Extracellular Vesicles (EVs), including Exosomes, are now recognized as vectors of intercellular communication capable of transferring nucleotides, lipids, and proteins from donor to acceptor cells. EV-mediated communication has been associated with many physiological and pathophysiological functions, including cancer, immune responses, cardiovascular diseases, lipid homeostasis, tissues regeneration and stem cell-based therapy.
EVs are being recognized as vectors of major importance for physiology in general, and appears as promising candidates for translational applications such as targeted therapeutics delivery.

However, the mechanisms responsible for EV delivery within the acceptor cells remain unknown at both the cellular and the molecular levels. How do vesicles enter cells? Is it receptor-dependent? How do vesicles deliver their contents within the cytosol of the acceptor cells? Does it require membrane fusion? If yes, what is the nature of the target membrane and the fusion machinery? Those basic questions are not yet answered.
This is not satisfying, especially considering how much we know about the cellular and molecular mechanisms that regulate the delivery of viruses or the transport of intracellular vesicles, which both share several physico-chemical properties with EVs.

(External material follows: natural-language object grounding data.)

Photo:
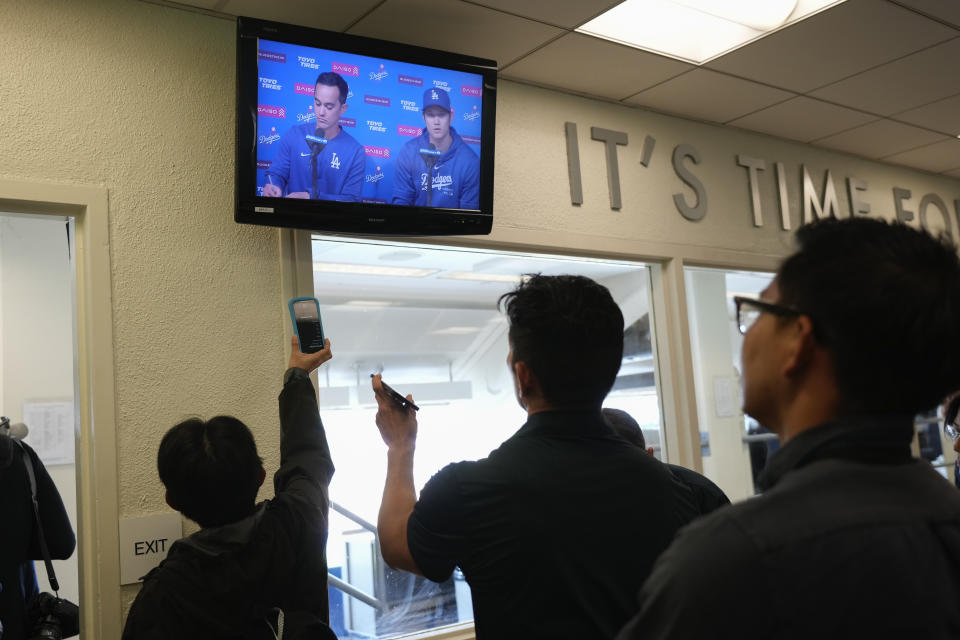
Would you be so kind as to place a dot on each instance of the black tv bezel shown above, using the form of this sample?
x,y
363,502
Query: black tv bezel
x,y
353,218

It is therefore of high priority to close these gaps, especially when considering the high translational impact of EVs.

We developed cell-free and cell-based assays to accurately assess in a qualitative and quantitative manner the EV delivery process, especially the EV content release. Our results suggest that EV content delivery occurs within the endo-lysosomal compartment, through a process that is pH- and protein-dependent and that seems to involve membrane fusion. We are now aiming at identifying the core machinery that controls this process, to latter engineer EV-mimetics designed for targeted therapeutics delivery.